In a project I am working with duckdb to perform some queries on dataframes. For one of the queries, I have some user-input that I need to add to the query. That is why I am wondering if SQL-Injection is possible in this case. Is there a way a user could harm the application or the system through the input? And if so, how could I prevent this case? It seems that duckdb has no PreparedStatement for queries on dataframes.
I already looked up in the documentation (https://duckdb.org/docs/api/python/overview.html) but couldn’t find anything useful.
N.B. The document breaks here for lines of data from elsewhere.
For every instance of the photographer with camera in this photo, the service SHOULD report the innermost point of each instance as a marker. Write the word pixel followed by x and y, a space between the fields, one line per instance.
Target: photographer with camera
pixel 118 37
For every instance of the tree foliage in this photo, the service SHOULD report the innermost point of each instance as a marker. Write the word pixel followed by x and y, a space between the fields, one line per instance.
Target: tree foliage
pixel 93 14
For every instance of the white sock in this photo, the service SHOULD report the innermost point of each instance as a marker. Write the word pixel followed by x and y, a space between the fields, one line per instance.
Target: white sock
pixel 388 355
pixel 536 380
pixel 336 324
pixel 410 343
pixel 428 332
The method duckdb.execute(query, parameters)
only seems to work on databases with a real sql-connection and not on dataframes.
There is another question on stackoverflow (Syntax for Duckdb > Python SQL with Parameter\Variable) about this topic but the answer only works on real sql-connections and the version with f-strings seems insecure to me.
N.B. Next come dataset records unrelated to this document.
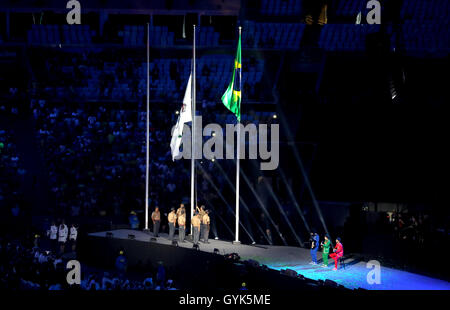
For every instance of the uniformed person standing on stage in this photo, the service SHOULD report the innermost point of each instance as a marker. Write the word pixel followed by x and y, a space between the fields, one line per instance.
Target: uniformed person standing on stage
pixel 172 219
pixel 196 227
pixel 182 225
pixel 206 224
pixel 179 209
pixel 62 236
pixel 73 236
pixel 156 219
pixel 53 234
pixel 201 213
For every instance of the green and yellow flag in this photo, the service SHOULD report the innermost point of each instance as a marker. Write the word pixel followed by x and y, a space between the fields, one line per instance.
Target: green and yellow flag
pixel 232 96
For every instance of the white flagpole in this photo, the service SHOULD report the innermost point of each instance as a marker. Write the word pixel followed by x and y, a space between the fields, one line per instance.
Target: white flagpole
pixel 238 153
pixel 193 132
pixel 148 127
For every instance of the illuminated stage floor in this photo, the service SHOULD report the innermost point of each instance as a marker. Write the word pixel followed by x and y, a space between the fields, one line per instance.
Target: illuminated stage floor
pixel 281 257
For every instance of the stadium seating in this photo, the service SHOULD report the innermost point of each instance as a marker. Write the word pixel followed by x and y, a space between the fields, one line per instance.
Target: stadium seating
pixel 272 35
pixel 281 7
pixel 56 34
Here is a small code sample to show what I mean:
import duckdb
import pandas as pd
df_data = pd.DataFrame({'id': [1, 2, 3, 4], 'student': ['student_a', 'student_a', 'student_b', 'student_c']})
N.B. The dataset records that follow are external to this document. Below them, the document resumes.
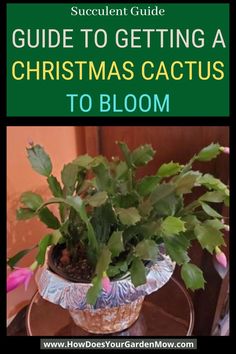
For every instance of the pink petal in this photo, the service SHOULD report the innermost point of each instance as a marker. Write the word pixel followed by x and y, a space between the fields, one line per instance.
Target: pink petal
pixel 226 150
pixel 106 284
pixel 30 142
pixel 18 277
pixel 221 259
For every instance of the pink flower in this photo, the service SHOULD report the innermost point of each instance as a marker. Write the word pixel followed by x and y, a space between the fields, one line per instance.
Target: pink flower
pixel 106 284
pixel 225 149
pixel 221 257
pixel 18 277
pixel 30 142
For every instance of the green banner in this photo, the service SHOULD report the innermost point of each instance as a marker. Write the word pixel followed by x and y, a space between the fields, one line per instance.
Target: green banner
pixel 118 60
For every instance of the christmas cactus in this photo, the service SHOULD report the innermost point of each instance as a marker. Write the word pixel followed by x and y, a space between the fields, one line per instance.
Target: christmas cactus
pixel 120 221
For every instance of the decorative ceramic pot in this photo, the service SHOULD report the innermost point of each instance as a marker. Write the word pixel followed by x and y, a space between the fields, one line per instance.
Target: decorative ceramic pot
pixel 113 311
user_input = 3 # fetch some user_input here
# How to prevent sql-injection, if its even possible in this case?
result = duckdb.query("SELECT * FROM df_data WHERE id={}".format(user_input))
So how would you approach this problem? Is sql-injection even possible? Thanks for your help and feel free to ask for more details, if you need some more information!
EDIT: Fixed a syntax error in the code
The method
duckdb.execute(query, parameters)
only seems to work on databases with a real sql-connection and not on dataframes.
It seems it’s possible:
>>> duckdb.execute("""SELECT * FROM df_data WHERE id=?""", (user_input,)).df()
id student
0 3 student_b